Nutrient pollution is caused by excess nitrogen and phosphorous in the air and water and can damage the environment, cause health problems, and take a heavy toll on the economy.
Molly Fisher, a graduate student from Kansas State University, arrived on Guam on March 14 as part of the first academic cross-collaboration between Kansas NSF EPSCoR and Guam NSF EPSCoR.
She came along with her advisor, Walter Dodds, a distinguished professor from KSU. Dodds’ research areas of specialization focus on water quality and nutrient cycling. He departed Guam on March 18.
Dodds and Fisher collected small samples of staghorn coral (Acropora pulchra), one of Guam’s dominant reef-builders, from West Agana and the Luminao Reef in Santa Rita.
The sites were chosen due to their different levels of human activity. Substances such as fertilizer, stormwater runoff, and sewage treatment plant discharge can cause nutrient pollution.
“Luminao is our pristine site while West Agana has roads and a sewage treatment plant that may contribute to increased levels of nitrogen in the water,” said Dodds. “We add nitrogen and phosphorous to get our plants to grow. If you add too much fertilizer, the system gets too productive for its own good. In the case of corals, that means that algae can grow over the surface of the coral and cause them to stress and die.”
Fisher said that the coral samples were exposed to varying levels of ammonium and will monitor how the corals respond over time. Ammonium is one form of nitrogen that can be present in marine ecosystems.

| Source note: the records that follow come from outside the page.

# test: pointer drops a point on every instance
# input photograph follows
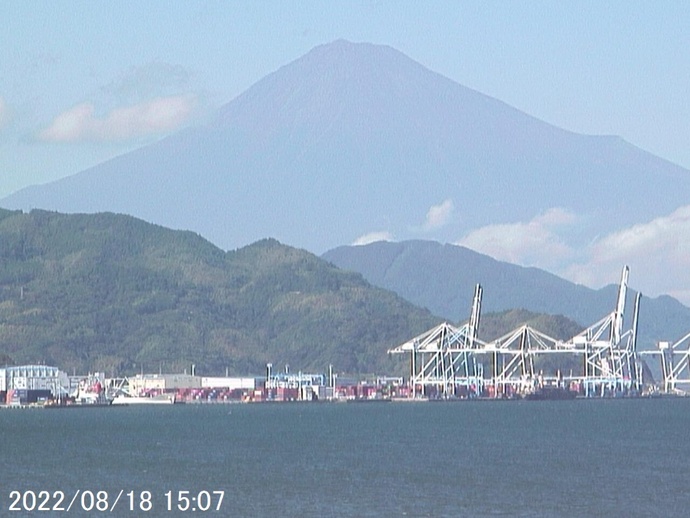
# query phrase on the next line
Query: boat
(549, 392)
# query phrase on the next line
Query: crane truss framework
(675, 365)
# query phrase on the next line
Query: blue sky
(83, 81)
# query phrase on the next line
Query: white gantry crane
(444, 357)
(449, 361)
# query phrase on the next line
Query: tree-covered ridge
(113, 293)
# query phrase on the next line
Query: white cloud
(156, 116)
(658, 253)
(373, 237)
(534, 243)
(438, 215)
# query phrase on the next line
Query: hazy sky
(82, 81)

“Anthropogenic nutrient loading is a stressor to corals that isn’t heavily studied,” said Fisher. “Our work is pretty novel, and we hope that we can figure out how they respond to nutrient loading in an attempt to hopefully lessen the impacts on corals.”
Dodds said that the faculty and staff at the University of Guam Marine Laboratory have been integral to the execution of the project.

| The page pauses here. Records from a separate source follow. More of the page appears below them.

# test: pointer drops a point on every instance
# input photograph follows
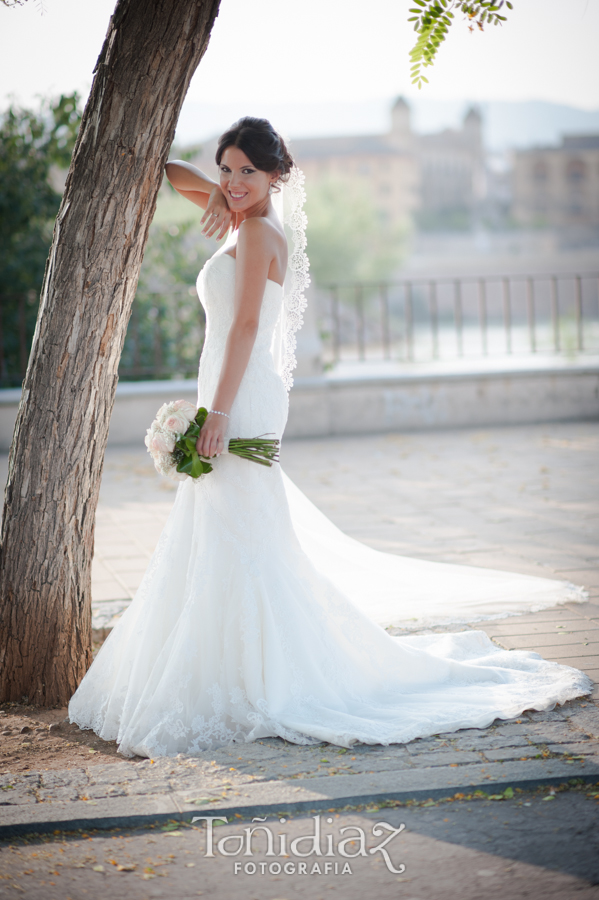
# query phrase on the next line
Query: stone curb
(276, 797)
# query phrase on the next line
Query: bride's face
(242, 183)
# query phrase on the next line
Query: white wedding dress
(257, 617)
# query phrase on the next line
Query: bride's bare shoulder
(259, 232)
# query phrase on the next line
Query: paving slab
(521, 498)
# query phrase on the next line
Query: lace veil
(288, 204)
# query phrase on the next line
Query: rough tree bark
(152, 49)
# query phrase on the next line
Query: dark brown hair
(263, 146)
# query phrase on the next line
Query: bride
(256, 616)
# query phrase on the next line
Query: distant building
(436, 179)
(558, 186)
(386, 163)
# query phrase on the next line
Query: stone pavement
(520, 498)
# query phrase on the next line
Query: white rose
(177, 421)
(187, 408)
(152, 431)
(164, 463)
(162, 442)
(163, 413)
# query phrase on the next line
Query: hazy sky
(309, 50)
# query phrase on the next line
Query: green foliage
(34, 145)
(433, 18)
(166, 330)
(348, 239)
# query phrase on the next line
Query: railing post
(507, 314)
(384, 298)
(457, 304)
(530, 307)
(22, 336)
(3, 372)
(578, 301)
(555, 312)
(360, 321)
(482, 305)
(434, 318)
(409, 319)
(335, 322)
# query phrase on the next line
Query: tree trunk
(151, 50)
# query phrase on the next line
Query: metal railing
(410, 320)
(440, 318)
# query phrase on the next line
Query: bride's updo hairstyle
(263, 146)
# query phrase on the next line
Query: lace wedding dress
(257, 617)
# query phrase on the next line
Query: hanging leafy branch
(433, 19)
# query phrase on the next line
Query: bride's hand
(218, 217)
(211, 441)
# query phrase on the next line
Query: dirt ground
(34, 739)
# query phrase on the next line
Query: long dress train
(257, 617)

“We’re grateful for the faculty here at the University of Guam. They’ve been extraordinarily helpful and have gone out of their way to make us feel welcomed and find the materials that we need to do this work,” said Dodds. “Everyone has been super helpful and told us that if we need anything at all, that we can talk to them. It’s been an incredibly pleasant experience so far.”
Fisher concluded the experiment and departed Guam on April 10.